Generative learning – definition and meaning
Generative learning is a learning theory that involves actively integrating new ideas with what the learner already knows. In other words, incorporating existing knowledge with new information based on open-mindedness and experimentation. For learners to understand what they learn, they have to construct meaning actively.
Put simply; generative learning is a style of learning in which the learning links old and new ideas. The aim is to gain a better understanding of the new data or concepts.
It is a type of instruction that constructivists developed. In fact, generative learning is the parent of several current academic motivation theories.
Merlin C. Wittrock (1931-2007), an American educational psychologist, introduced the theory in 1974.
Wittrock said that it was possible for learners to actively integrate new ideas into their memory to enhance their learning experience.
According to The Law Dictionary, generative learning is:
“A new way of viewing old methods drives this style of learning. It encourages individual and team creativity. To flow with market, technology and society changes, organizations depend on the generative learning style.”

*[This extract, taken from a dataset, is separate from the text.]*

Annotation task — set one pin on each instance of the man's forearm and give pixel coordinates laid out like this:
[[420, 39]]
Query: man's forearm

Generative learning and memory
The theory suggests that when learning new things, we use memories that already exist in our brains. When we add new data to our long-term memory, that data becomes a part of the things we know.
In other words, it becomes part of our knowledge base if we integrate it within our long-term memory.

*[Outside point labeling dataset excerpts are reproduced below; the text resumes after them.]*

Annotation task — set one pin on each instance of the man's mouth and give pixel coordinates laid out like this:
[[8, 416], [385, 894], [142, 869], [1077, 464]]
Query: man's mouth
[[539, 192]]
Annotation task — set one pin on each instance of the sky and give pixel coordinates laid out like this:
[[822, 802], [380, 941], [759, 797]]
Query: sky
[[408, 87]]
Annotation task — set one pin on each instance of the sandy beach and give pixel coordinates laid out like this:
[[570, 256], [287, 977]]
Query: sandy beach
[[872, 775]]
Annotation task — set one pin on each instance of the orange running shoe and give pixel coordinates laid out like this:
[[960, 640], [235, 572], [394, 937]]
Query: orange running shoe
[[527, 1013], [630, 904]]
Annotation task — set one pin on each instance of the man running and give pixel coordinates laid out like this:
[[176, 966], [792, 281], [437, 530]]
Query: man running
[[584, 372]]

The theory assumes that our brains do no simply observe passively in our environment. Neither do our brains observe the events they experience passively.

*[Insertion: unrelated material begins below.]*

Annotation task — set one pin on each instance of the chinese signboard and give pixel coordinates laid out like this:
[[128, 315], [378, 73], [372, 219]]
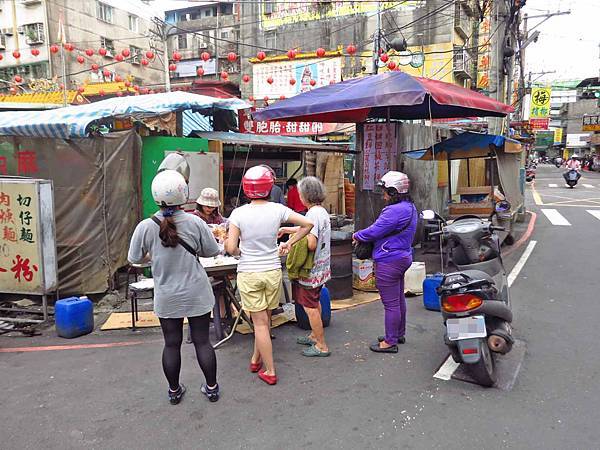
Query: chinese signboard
[[591, 123], [282, 128], [540, 106], [557, 136], [22, 267], [276, 14], [379, 149], [322, 71]]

In fact, they construct their own perceptions about experiences, scenarios, and problems.
Generative learning – four key concepts
In an article in elearningindustry.com, Christopher Pappas explains that Generative Learning Theory comprises four key concepts: recall, integration, organization, and elaboration.
Teachers and creators of teaching materials can involve one, two, or more of those concepts. Learners’ needs determine which concepts to use as well as which learning materials are available.
Learners could integrate new concepts or data with concepts or information they had already gathered or stored.
By integrating the new data, learners have altered it into a form. They can subsequently remember and access the new information more easily.
Learners could, for example, learn a new concept by creating analogies. They could also paraphrase the content.
When we access information which we have stored in our long-term memory we ‘recall.’
Learners could, for example, repeat new information several times until they understand it fully. They could also do the same with new concepts.
Elaboration means adding new concepts to knowledge that we had already stored by analyzing them.
For example, we could create mental images. How could you learn and remember the meaning of BREXIT? You could create an image of somebody wearing the Union Jack exiting a room through a door. BREXIT stands for BRitain EXITing the European union.
Organization refers to linking data or concepts we had already gathered to new information or concepts in an effective way.
For example, we could analyze the main points of a particular concept. Additionally, we could create lists.